Fra le traduzioni dai classici, sono da ricordare: Lirici greci (1940), Il fiore
delle Georgiche (1942), Dall’Odissea (1945), Il Vangelo secondo Giovanni
(1946), Canti di Catullo (1955), Dalle Metamorfosi di Ovidio (1959),
Dall’Antologia Palatina (1968), Iliade – Episodi scelti (1968, postumo).

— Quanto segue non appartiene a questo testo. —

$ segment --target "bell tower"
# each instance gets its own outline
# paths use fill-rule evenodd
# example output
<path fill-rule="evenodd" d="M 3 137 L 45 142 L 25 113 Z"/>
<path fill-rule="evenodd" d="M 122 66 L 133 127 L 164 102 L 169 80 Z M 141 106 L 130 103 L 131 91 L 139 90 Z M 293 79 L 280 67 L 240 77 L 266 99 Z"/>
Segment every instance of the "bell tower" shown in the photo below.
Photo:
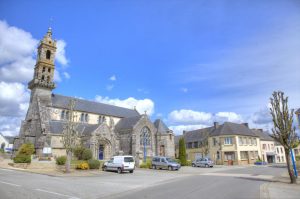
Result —
<path fill-rule="evenodd" d="M 56 41 L 52 39 L 52 29 L 49 28 L 38 46 L 37 59 L 34 67 L 33 79 L 28 83 L 31 90 L 30 102 L 38 96 L 45 102 L 51 103 L 52 90 L 55 88 L 54 60 L 56 52 Z"/>
<path fill-rule="evenodd" d="M 52 30 L 49 28 L 47 34 L 40 41 L 38 46 L 33 79 L 28 84 L 28 88 L 32 91 L 34 88 L 44 88 L 48 90 L 55 88 L 53 82 L 55 52 L 56 41 L 52 39 Z"/>

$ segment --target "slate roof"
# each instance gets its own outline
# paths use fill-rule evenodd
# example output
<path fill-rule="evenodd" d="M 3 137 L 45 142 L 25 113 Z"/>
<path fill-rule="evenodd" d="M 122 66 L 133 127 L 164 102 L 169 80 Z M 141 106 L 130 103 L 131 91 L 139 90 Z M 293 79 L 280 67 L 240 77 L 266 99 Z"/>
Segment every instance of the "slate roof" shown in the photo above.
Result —
<path fill-rule="evenodd" d="M 53 120 L 50 121 L 50 132 L 53 134 L 61 134 L 66 122 Z M 99 124 L 78 123 L 77 130 L 82 135 L 90 135 L 99 127 Z"/>
<path fill-rule="evenodd" d="M 57 94 L 52 94 L 52 106 L 55 108 L 67 109 L 71 99 L 76 100 L 75 110 L 77 111 L 95 113 L 98 115 L 109 115 L 109 116 L 115 116 L 121 118 L 134 117 L 140 115 L 136 110 L 133 109 L 78 99 L 74 97 L 62 96 Z"/>
<path fill-rule="evenodd" d="M 158 132 L 161 134 L 166 134 L 166 133 L 170 132 L 170 129 L 167 127 L 167 125 L 161 119 L 155 120 L 154 126 L 157 128 Z"/>
<path fill-rule="evenodd" d="M 3 136 L 9 144 L 13 144 L 14 143 L 14 139 L 15 137 L 14 136 Z"/>
<path fill-rule="evenodd" d="M 116 130 L 132 129 L 134 125 L 142 118 L 142 115 L 122 118 L 115 126 Z"/>
<path fill-rule="evenodd" d="M 183 137 L 183 135 L 176 135 L 176 136 L 174 137 L 175 145 L 178 145 L 178 144 L 179 144 L 179 140 L 180 140 L 180 138 L 182 138 L 182 137 Z"/>
<path fill-rule="evenodd" d="M 203 129 L 197 129 L 193 131 L 186 131 L 184 133 L 185 142 L 197 142 L 203 140 L 206 136 L 209 136 L 214 127 L 208 127 Z"/>
<path fill-rule="evenodd" d="M 224 124 L 219 125 L 219 127 L 214 129 L 210 134 L 210 136 L 220 135 L 246 135 L 258 137 L 252 130 L 246 127 L 246 125 L 232 122 L 224 122 Z"/>
<path fill-rule="evenodd" d="M 252 131 L 263 141 L 274 141 L 268 132 L 263 132 L 259 129 L 252 129 Z"/>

Per completezza di informazione, converrà citare anche le traduzioni
teatrali, nelle quali Quasimodo tende a ottenere non tanto il livello
“equilirico” che si proponeva nelle traduzioni poetiche, quanto un
linguaggio semplice, non aulico, non accademico, rispettoso, però, dei
valori poetici originali. Da ricordare: per il teatro classico, di Sofocle, Edipo
re (1946) ed Elettra (1954); di Eschilo, Coefore (1949); di Euripide, Ecuba
(1963) ed Eracle (1966); per il teatro moderno, di Shakespeare, Romeo e
Giulietta (1948), Macbeth (1952), Riccardo III (1952), La tempesta (1956),
Otello (1959), Antonio e Cleopatra (1966).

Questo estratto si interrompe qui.